Backdoor attack intends to inject hidden backdoor into the deep neural networks (DNNs), such that the prediction of infected models will be maliciously changed if the hidden backdoor is activated by the attacker-defined trigger. Currently, most existing backdoor attacks adopted the setting of static trigger, $i.e.,$ triggers across the training and testing images follow the same appearance and are located in the same area.

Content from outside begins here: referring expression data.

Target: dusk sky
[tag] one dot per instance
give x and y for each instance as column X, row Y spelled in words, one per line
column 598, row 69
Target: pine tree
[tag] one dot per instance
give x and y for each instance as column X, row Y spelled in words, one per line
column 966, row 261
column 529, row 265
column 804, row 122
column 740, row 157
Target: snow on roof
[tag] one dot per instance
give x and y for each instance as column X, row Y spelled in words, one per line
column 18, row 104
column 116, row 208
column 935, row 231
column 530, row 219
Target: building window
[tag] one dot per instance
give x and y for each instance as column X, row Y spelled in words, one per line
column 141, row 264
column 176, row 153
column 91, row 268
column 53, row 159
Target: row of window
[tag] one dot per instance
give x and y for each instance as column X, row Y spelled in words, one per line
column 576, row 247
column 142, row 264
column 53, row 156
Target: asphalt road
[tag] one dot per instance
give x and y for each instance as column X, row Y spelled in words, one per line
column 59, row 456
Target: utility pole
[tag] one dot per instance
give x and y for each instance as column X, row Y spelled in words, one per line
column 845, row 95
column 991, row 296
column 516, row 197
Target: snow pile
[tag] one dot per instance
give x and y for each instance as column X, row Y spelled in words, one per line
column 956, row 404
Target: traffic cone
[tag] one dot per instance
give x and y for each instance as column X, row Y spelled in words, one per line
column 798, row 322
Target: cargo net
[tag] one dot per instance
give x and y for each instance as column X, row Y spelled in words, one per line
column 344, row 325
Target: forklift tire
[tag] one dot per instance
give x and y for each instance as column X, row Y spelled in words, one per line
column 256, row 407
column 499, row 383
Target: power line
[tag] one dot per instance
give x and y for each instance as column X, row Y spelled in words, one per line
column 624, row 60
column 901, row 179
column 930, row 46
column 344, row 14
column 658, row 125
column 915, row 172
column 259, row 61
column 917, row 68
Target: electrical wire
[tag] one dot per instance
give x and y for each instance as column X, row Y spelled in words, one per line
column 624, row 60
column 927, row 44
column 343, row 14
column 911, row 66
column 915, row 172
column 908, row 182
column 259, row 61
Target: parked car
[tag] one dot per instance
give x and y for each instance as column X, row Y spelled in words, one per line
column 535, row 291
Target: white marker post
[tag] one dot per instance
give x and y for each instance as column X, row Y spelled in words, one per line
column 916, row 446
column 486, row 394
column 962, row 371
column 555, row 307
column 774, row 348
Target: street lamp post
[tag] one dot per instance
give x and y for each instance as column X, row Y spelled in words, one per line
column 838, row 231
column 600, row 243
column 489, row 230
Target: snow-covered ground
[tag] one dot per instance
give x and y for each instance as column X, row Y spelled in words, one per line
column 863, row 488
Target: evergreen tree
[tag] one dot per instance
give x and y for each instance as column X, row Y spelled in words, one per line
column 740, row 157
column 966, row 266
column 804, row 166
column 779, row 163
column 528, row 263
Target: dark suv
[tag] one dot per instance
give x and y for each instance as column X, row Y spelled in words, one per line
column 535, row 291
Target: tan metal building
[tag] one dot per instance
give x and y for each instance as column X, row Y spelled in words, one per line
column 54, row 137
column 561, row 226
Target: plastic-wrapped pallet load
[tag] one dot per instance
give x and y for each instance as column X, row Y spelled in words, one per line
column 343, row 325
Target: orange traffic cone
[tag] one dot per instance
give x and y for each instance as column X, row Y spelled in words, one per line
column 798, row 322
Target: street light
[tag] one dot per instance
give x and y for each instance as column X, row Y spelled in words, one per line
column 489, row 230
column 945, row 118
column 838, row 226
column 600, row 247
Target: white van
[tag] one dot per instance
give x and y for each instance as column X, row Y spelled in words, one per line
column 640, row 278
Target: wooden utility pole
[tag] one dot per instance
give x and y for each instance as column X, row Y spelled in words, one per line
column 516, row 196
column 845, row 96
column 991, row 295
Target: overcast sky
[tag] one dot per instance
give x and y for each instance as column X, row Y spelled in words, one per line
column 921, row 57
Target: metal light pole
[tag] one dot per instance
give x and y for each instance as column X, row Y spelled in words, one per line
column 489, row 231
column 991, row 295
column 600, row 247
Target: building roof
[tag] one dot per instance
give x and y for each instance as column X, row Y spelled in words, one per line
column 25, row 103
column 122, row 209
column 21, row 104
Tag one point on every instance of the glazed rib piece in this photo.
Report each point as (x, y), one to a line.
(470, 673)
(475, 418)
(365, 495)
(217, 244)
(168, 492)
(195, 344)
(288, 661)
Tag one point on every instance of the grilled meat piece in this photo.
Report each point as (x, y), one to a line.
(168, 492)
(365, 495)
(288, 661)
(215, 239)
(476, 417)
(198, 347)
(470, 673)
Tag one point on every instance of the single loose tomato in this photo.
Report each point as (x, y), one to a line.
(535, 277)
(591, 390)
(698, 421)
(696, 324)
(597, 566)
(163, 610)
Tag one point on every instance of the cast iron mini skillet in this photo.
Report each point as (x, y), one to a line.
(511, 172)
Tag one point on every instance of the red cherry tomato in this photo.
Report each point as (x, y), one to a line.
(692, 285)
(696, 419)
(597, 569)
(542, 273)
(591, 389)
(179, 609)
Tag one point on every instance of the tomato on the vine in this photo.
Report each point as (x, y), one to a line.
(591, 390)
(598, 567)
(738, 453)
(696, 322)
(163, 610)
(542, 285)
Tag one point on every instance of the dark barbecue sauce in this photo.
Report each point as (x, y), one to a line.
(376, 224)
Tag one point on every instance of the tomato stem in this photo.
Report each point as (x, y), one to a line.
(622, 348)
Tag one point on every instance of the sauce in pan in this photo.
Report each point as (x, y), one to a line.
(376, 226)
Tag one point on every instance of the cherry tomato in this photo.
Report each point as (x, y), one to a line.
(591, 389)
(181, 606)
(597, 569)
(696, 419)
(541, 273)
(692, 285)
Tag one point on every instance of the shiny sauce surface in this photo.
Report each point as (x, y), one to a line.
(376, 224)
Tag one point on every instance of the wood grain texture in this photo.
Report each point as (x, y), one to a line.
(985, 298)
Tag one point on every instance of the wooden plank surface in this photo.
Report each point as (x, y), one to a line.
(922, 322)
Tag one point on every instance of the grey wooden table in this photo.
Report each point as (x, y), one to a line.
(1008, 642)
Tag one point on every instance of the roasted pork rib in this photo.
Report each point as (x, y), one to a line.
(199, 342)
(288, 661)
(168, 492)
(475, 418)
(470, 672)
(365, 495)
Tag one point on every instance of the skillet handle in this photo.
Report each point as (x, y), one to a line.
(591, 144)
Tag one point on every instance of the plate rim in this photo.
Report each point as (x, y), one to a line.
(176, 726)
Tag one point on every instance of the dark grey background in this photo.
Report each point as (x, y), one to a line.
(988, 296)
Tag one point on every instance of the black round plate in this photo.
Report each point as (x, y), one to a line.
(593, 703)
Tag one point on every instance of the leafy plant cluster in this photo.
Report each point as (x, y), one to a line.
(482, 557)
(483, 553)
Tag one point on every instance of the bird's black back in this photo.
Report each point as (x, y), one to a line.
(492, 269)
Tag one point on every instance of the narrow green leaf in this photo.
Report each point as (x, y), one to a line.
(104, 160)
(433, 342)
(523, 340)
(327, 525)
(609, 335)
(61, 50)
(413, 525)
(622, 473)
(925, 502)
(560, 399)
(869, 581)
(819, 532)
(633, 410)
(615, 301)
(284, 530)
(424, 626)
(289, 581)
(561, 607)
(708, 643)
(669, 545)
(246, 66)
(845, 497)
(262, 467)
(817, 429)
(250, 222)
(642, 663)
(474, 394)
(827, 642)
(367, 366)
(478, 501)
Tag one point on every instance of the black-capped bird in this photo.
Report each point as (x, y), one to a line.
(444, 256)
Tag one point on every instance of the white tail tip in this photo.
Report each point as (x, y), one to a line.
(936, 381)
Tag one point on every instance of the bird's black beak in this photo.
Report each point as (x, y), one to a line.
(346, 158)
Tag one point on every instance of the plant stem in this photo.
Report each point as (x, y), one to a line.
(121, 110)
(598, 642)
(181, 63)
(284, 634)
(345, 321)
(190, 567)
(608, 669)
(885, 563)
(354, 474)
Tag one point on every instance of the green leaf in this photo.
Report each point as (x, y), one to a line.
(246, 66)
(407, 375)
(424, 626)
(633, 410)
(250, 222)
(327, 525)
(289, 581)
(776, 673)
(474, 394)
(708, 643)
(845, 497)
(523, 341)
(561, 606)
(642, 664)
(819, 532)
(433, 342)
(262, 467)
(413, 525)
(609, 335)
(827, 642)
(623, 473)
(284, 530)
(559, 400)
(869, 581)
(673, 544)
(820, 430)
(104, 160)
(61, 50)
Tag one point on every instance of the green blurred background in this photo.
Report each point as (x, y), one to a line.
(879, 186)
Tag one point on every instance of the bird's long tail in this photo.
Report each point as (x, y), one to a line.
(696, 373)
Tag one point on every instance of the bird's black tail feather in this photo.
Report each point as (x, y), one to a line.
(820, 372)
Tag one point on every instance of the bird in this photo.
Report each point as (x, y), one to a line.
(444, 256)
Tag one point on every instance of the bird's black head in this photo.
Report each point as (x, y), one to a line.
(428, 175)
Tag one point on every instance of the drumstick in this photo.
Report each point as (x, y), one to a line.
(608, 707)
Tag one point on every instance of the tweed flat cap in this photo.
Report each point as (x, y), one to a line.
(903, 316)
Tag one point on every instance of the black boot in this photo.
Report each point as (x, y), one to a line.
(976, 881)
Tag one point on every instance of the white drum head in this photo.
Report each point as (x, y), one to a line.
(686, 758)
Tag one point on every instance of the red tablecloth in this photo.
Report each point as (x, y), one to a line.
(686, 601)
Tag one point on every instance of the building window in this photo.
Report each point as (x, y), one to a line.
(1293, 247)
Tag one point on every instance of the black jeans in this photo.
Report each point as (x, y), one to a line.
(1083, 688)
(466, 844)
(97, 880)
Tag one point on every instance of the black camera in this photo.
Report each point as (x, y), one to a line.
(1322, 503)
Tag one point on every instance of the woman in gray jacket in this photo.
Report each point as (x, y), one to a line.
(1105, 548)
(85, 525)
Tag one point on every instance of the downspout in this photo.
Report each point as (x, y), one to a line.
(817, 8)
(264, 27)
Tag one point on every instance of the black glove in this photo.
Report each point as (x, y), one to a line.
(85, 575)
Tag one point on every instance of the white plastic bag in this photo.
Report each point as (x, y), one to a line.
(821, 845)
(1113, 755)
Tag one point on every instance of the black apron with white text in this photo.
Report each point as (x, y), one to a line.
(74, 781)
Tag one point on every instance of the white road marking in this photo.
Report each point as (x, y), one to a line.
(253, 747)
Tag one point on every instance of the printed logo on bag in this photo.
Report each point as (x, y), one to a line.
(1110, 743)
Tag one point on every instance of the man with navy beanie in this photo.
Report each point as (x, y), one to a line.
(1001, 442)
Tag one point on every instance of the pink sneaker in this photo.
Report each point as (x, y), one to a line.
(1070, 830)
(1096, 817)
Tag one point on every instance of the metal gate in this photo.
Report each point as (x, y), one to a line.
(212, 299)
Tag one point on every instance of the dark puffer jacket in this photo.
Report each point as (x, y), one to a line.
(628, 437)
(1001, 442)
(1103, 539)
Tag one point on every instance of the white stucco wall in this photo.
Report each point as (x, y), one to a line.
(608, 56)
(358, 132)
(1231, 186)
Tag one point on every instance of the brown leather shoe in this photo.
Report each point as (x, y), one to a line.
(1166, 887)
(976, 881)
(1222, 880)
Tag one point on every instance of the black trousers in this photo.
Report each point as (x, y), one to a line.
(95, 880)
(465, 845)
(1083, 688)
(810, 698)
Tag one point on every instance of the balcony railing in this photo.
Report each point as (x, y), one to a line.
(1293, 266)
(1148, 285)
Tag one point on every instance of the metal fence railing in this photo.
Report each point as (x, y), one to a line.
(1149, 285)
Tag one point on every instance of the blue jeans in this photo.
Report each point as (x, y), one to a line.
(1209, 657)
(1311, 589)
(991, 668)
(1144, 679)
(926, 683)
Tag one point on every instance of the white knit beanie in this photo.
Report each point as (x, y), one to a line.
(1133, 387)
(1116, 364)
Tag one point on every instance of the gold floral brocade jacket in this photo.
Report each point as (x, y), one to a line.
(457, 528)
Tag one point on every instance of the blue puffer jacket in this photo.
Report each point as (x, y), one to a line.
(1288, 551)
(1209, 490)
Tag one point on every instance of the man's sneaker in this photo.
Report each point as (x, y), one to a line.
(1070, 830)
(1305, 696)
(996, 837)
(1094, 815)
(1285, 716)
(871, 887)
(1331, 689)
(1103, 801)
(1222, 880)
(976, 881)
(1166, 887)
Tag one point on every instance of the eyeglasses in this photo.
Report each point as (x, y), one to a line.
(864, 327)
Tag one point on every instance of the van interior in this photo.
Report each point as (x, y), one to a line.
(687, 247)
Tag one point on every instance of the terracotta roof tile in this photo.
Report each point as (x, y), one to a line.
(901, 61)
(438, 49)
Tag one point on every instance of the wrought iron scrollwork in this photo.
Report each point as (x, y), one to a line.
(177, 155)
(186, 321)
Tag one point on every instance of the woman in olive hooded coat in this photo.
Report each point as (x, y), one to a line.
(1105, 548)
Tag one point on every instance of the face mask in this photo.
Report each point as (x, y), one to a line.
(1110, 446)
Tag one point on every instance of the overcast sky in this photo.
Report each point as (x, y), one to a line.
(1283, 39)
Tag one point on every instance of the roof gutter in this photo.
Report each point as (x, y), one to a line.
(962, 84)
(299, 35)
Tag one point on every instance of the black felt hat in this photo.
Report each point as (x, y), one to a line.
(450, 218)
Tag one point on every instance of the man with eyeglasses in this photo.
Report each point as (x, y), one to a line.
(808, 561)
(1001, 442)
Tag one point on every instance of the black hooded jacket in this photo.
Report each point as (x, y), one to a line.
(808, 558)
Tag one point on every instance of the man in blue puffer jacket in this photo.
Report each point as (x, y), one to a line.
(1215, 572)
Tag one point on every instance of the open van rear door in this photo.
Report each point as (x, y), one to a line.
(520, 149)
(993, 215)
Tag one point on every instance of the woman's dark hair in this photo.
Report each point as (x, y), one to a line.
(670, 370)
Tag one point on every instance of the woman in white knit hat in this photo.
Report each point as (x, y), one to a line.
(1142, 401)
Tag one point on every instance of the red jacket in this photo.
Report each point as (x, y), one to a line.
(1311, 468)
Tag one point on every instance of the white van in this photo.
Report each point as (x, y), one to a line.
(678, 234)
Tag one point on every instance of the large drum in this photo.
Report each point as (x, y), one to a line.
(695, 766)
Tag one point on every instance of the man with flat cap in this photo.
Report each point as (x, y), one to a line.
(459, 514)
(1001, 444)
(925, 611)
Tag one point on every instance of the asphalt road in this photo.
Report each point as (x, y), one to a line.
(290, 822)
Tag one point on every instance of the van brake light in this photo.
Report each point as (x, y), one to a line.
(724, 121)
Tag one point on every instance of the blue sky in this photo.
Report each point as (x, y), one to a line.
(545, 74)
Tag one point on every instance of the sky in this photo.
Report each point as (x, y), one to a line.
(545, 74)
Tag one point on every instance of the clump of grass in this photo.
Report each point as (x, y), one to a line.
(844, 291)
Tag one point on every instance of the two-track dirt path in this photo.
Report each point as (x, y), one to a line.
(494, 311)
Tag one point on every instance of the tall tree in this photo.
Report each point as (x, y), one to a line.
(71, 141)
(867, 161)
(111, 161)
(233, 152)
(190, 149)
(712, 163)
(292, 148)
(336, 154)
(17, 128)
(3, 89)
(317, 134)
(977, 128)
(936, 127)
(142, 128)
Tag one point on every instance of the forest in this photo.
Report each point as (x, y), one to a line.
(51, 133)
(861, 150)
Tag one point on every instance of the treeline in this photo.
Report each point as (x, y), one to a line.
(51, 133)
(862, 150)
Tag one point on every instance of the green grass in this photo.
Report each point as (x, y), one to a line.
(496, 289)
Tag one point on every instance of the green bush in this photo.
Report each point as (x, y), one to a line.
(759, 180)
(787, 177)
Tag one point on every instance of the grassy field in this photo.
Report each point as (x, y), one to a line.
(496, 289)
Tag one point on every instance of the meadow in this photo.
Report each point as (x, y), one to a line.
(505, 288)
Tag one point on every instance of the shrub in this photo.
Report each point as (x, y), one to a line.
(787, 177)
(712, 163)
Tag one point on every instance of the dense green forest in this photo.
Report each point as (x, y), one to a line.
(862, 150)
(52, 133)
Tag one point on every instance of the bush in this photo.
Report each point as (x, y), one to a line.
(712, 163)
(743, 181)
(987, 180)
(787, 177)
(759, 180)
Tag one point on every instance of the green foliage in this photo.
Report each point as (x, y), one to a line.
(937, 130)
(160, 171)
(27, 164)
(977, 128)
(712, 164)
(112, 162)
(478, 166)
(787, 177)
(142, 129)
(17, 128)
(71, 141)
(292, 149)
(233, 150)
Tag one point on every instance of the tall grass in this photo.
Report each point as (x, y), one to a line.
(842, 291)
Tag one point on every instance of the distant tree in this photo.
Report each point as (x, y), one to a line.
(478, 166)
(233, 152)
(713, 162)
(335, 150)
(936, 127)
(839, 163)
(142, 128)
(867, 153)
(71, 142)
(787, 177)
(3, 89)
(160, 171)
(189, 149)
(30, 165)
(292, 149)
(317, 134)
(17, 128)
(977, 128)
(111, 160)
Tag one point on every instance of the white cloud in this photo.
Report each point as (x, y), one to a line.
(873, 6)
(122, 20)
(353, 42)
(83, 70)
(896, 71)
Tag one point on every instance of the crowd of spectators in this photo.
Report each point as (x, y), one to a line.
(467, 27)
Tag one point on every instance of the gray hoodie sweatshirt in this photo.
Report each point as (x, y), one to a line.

In this paper, we revisit this attack paradigm by analyzing trigger characteristics. We demonstrate that this attack paradigm is vulnerable when the trigger in testing images is not consistent with the one used for training. As such, those attacks are far less effective in the physical world, where the location and appearance of the trigger in the digitized image may be different from that of the one used for training. Moreover, we also discuss how to alleviate such vulnerability. We hope that this work could inspire more explorations on backdoor properties, to help the design of more advanced backdoor attack and defense methods.

翻译：后门攻击意图将隐藏的后门攻击注入深层神经网络(DNNs),这样,如果隐藏的后门被攻击者定义的触发器触发,那么对受感染模型的预测就会恶意地改变。目前,大多数现有的后门攻击采用静态触发器设置,即:美元,在训练和测试图象中触发的触发器是相同的外观,并且位于同一区域。在本文中,我们通过分析触发特性来重新审视这种攻击模式。我们证明,当测试图像中的触发器与用于训练的图像不一致时,这种攻击模式是脆弱的。因此,这些攻击在物理界的效果要小得多,数字化图象中的触发器的位置和外观可能不同于用于训练的触发器。此外,我们还讨论如何减轻这种脆弱性。我们希望这项工作能够激发对后门特性的更多探索,以帮助设计更先进的后门攻击和防御方法。